Example of Bayesian inference in practice. Rather than reporting a single conversion rate, I report the conversion rate with an uncertainty estimate calculated using the Bayesian posterior. This allows one to easily visualize whether or not differences in conversion are significant.
This simulation shows how additional observations affect the uncertainty estimate. The more we observe, the tighter the posterior distribution is centered about the true bias.
Using Python, I backtested pre-earnings straddles over six years, analyzing options trading data to assess profitability. The findings indicate that pre-earnings straddles are generally not profitable, but may yield positive returns for specific indices over certain timeframes. For instance, I demonstrate that a composite index of the DOW 30 + NASDAQ 100 has an average return of +2.12% per straddle from 2012-2018. However, I also show that the underlying distribution lacks stationarity and small changes in the index can lead to losing outcomes, leading to the conclusion that this is not a reliable trading strategy.
Pre-earnings straddle results for FANG stocks from 2013-2018. These four stocks show large gains using a pre-earnings straddle but they suffer from post-selection bias and are not representative of the strategy as a whole.
I find average returns of +2.12% over a six-year time frame for the composite DOW 30 + Nasdaq 100. However, these results do not generalize.
Observed win percentage (blue) compared to a binomial distribution (orange) with the same aggregate statistics. A Kolmogorov-Smirnov (KS) test shows the probability that the two distributions are drawn from the same underlying distribution to be 0.0023.

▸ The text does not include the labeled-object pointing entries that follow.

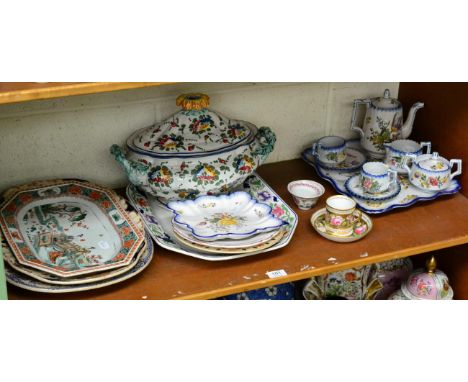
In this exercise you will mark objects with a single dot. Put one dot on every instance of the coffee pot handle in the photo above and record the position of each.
(358, 102)
(428, 147)
(458, 163)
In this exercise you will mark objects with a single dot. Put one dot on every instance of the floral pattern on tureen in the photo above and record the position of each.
(194, 152)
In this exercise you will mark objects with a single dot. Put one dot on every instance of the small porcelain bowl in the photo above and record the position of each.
(305, 193)
(428, 284)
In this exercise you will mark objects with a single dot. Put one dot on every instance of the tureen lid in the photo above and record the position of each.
(428, 284)
(385, 102)
(194, 130)
(433, 163)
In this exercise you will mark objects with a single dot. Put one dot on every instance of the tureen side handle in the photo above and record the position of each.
(356, 104)
(137, 172)
(263, 144)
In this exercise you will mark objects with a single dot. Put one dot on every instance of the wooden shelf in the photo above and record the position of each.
(424, 227)
(11, 92)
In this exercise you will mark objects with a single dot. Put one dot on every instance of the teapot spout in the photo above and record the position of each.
(408, 125)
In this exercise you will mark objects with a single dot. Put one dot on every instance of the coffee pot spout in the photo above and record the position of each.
(408, 125)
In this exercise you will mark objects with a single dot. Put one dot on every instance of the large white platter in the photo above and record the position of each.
(158, 219)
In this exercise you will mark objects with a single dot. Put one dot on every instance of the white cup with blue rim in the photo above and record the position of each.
(377, 177)
(330, 150)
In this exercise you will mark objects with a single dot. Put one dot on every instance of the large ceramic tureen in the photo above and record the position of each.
(196, 151)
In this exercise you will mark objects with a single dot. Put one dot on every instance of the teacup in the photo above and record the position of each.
(305, 193)
(396, 151)
(330, 150)
(340, 216)
(376, 177)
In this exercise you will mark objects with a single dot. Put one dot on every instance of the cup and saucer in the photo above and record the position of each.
(376, 182)
(331, 153)
(340, 221)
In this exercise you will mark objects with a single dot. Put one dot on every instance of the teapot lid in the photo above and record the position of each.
(433, 162)
(194, 130)
(428, 284)
(385, 102)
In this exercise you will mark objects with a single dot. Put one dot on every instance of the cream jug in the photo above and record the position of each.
(383, 123)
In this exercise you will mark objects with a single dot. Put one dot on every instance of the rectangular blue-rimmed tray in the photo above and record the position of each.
(408, 195)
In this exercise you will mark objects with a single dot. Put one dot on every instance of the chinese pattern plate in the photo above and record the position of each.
(69, 228)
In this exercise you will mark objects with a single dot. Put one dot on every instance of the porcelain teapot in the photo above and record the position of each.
(383, 123)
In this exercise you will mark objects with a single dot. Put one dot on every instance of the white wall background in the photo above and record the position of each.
(70, 137)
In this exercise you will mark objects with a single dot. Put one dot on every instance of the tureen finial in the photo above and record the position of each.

The goal of this project is to assign metadata to marketing campaigns within Adobe Analytics. Previously, campaign information was stored locally in our data warehouses but was unavailable in Adobe Analytics. This project synchronizes these two data sources, enabling us to easily build reports on the fly in Adobe Analytics using our internal campaign data.
An example of a breakdown in Adobe Analytics that utilizes the metadata implemented in this project. Notice that we are able to view each step in our signup flow using user-defined metrics, such as Marketing Manager and Name. This ability to assign marketing campaigns metadata based on user-defined properties is crucial for achieving alignment between Marketing and Finance.